Co-working, co-riding, co-living. The sharing trend has hit a multitude of industries across the globe, from travel and transport to entertainment and - naturally - property. Driven by the need for increased access at affordable costs, collaboration is blurring the lines between living, working, eating and travelling. Why? Because consumers want what they want, even - or despite - living in a particularly tough financial climate.

As costs have risen, entrepreneurs have found new and innovative ways to help consumers enjoy the things they want in a way that suits their budgets. Take for example ride-sharing apps: if you're prepared to share, you can enjoy the benefits of private commutes at a much more affordable price, simply by sharing the ride - and hence the cost.

Then of course there's Airbnb, which enables consumers to rent out their homes (or part of their homes) to guests. It's a prime example of the mutually beneficial nature of the co-sharing economy. Guests often pay significantly less than they would at a hotel, while hosts open up a whole new revenue stream for themselves simply by sharing their space.

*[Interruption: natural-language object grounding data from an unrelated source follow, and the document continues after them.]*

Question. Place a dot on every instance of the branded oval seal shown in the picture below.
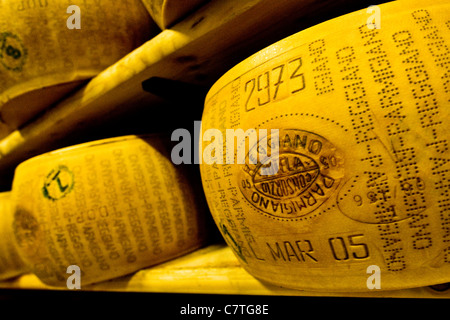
(293, 180)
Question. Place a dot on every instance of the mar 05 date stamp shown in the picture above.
(310, 169)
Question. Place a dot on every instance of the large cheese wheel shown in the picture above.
(10, 263)
(42, 58)
(110, 207)
(344, 184)
(167, 12)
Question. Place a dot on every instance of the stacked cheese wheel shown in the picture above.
(110, 207)
(339, 178)
(49, 48)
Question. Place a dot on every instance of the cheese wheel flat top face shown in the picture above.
(38, 50)
(110, 207)
(339, 152)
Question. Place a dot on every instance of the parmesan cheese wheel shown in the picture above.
(110, 207)
(42, 58)
(10, 263)
(345, 180)
(167, 12)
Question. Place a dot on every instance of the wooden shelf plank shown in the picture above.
(210, 270)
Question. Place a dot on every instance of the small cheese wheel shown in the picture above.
(167, 12)
(43, 57)
(351, 117)
(110, 207)
(11, 264)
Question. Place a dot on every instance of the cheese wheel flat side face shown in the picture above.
(110, 207)
(363, 175)
(38, 51)
(11, 264)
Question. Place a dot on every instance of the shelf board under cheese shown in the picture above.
(210, 270)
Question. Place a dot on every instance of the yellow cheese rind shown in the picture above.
(42, 60)
(110, 207)
(10, 263)
(362, 112)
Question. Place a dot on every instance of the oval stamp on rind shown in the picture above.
(310, 169)
(13, 53)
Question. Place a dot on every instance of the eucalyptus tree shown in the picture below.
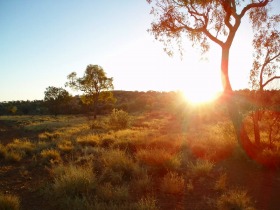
(265, 69)
(56, 99)
(204, 22)
(95, 85)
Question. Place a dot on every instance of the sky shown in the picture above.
(41, 42)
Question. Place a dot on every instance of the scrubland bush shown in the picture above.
(9, 202)
(119, 119)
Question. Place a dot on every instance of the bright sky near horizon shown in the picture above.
(41, 42)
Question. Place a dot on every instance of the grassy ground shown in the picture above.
(159, 161)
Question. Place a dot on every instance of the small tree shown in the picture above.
(93, 83)
(56, 99)
(202, 22)
(265, 68)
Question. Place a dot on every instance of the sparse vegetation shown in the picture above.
(9, 202)
(78, 166)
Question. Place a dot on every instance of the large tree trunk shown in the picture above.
(256, 118)
(231, 103)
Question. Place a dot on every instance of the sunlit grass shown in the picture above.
(21, 146)
(200, 168)
(50, 155)
(235, 199)
(173, 183)
(88, 140)
(9, 202)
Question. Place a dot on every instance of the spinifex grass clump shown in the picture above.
(119, 167)
(119, 119)
(72, 187)
(173, 183)
(9, 202)
(235, 199)
(88, 140)
(21, 146)
(200, 168)
(50, 155)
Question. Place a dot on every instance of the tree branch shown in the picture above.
(270, 80)
(253, 5)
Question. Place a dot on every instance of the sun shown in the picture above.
(203, 84)
(200, 96)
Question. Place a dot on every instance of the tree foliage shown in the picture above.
(217, 21)
(57, 99)
(203, 22)
(94, 83)
(266, 43)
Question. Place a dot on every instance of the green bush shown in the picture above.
(119, 119)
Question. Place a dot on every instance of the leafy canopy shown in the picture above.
(203, 20)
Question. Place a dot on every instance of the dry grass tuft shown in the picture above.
(200, 168)
(51, 155)
(173, 183)
(9, 202)
(235, 199)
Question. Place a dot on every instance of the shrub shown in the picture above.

(As an aside, investors may be interested to note that the international hotel industry has continued to grow despite the enormous success of home-sharing apps. In information provided by Marketwatch as at April 2019, all four of the largest hotel groups according to the Forbes Global 2000 showed annualised revenue growth per available room of between 3% and 8.5%. These four are Marriott, Hilton, Wyndham and Accor).

How co-everything is set to affect the property space

In South Africa, the co-sharing trend has come to the fore in recent years, as we see things like food markets with shared eating spaces, pop-up shops in high-traffic areas (where e-commerce entrepreneurs can leverage off high-traffic areas to bring visibility to their brands) and market-style dining.

But the most visible change is to the workplace, where mixed use is not driven simply by trend but also by necessity. Fortunately for investors, where a need has grown so has a solution: large businesses may be scaling back, but the start-up economy is booming. So where there's sprawling office space that may be under-utilised, it makes sense to plug the holes with individuals or smaller teams who require only small pockets of office space.

Furthermore, the growing freelancer economy has, somewhat ironically, isolated creative workers who typically depend on and thrive in a collaborative environment. This has compelled many of them towards co-working spaces where they can interact, network, share ideas and collaborate on projects without committing to full-time, beyond-their-budget office space.

Here to stay: mixed-use spaces are the future of the workplace

The bottom line is that mixed use space is ideal for today's flexible workforce.

For larger organisations in an uncertain climate (and with erratic headcounts), there's the ability to fill gaps with freelancer talent, collaborators and contractors. For small start-ups and individuals, the benefit lies in affordable, on-demand access to office space and infrastructure that they may otherwise have not been able to access. And for landlords, it means better asset utilisation, an increased number of revenue streams and the ability to appeal to a wider tenant market.

In short, co-working looks to be less of a trend than a new benchmark for commercial and retail space. Integrating complementary usages at a single site can offer substantial benefits to both tenants and landlords, and the latter would be well advised to begin adapting their stock accordingly.